Further, trustees and debtors-in-possession in general are dealt a potentially significant blow by the Circuit’s footnote rejecting the secured lender’s Section 363(m) argument. Limiting the protections of Section 363(m) to the transfer only, as opposed to the entire sale transaction, severely limits the protections of that section. Consider a hypothetical situation in which a buyer buys a piece of property for $5 million in bankruptcy free and clear of a $10 million lien. To provide the buyer with protection from an appeal of the transfer only is meaningless. What the buyer wants and needs to know in order to go forward with its bid in the first place is that it is not going to be saddled with the $10 million lien after it closes. The Circuit’s limitation on Section 363(m) has the potential to depress prices received by bankruptcy estates in all sales, and perhaps turn debtors and their lenders away from the bankruptcy process altogether.
For lessees and leasehold mortgagees, the opinion is a call to take precautions both before and after a bankruptcy filing by the lessor. One way to protect the leasehold is, as the Circuit notes, through a subordination or non-disturbance agreement that prevents the lessor’s lender from wiping out the lease in a foreclosure. However, the ability to obtain such an agreement pre-petition is dependent on the parties’ bargaining power, and may not be available in many cases, especially situations such as this one where the fee interest is encumbered by a significant mortgage loan. As for what can be done once the bankruptcy is filed, the primary suggestion of the Circuit is to seek adequate protection immediately. Other potential options for a leasehold mortgagee would be to seek relief from stay to foreclose on the leasehold mortgage, or move the court for an early determination on rejection.
Further, in the same manner that the “all facts and circumstances” approach detracts from this opinion’s appeal to trustees and lessors, it softens the blow for lessees and leasehold mortgagees, in that it will not be easy to replicate in a standard case. Lessees and leasehold mortgagees may thus be well-advised to “tell the story of the deal” in the recitals of the lease and the leasehold deed of trust in order to distinguish the deal from that in Spanish Peaks – e.g., by adding recitals establishing that the parties are not related, that the rent is at market rate, etc.
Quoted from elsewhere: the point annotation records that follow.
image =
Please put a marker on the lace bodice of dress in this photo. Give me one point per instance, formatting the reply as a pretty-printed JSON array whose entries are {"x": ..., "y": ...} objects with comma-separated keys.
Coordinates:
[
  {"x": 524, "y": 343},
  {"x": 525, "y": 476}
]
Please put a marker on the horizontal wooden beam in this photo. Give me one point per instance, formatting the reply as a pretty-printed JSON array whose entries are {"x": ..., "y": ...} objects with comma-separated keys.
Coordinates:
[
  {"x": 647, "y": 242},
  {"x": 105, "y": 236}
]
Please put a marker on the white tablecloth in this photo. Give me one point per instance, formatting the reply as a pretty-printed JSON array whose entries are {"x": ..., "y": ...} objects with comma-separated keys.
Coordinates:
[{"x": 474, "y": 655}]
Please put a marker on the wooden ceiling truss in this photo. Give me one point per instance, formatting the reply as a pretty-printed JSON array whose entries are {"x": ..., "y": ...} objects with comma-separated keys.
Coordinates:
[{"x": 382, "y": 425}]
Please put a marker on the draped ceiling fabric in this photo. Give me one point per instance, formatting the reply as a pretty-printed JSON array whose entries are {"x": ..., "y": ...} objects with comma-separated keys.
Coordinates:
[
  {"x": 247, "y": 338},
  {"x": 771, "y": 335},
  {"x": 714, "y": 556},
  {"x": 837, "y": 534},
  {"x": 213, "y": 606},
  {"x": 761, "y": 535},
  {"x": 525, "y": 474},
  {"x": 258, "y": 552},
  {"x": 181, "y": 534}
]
Finally, from a purely academic point of view, the case seems to be a perfect illustration of Karl Llewellyn’s assertion that for every canon of statutory interpretation that may be cited in support of a given outcome in a case, another canon of statutory interpretation may be cited in support of the opposite outcome. Here, the Ninth Circuit notes that the majority of courts going the other way cite to the “specific controls over the general” canon, reasoning that Section 363 is a general power to sell and Section 365 deals with leases more specifically and thus should control. However, in support of the opposite outcome, the Ninth Circuit cites a different canon, one in which the court reads statutes to give effect to each if it can (and to avoid conflict). No reason is given why one canon would best the other. The Ninth Circuit’s reason for citing a canon at all seems to be to cancel out the citation of the majority courts’ canon, perhaps in an unintended nod to Llewellyn’s law.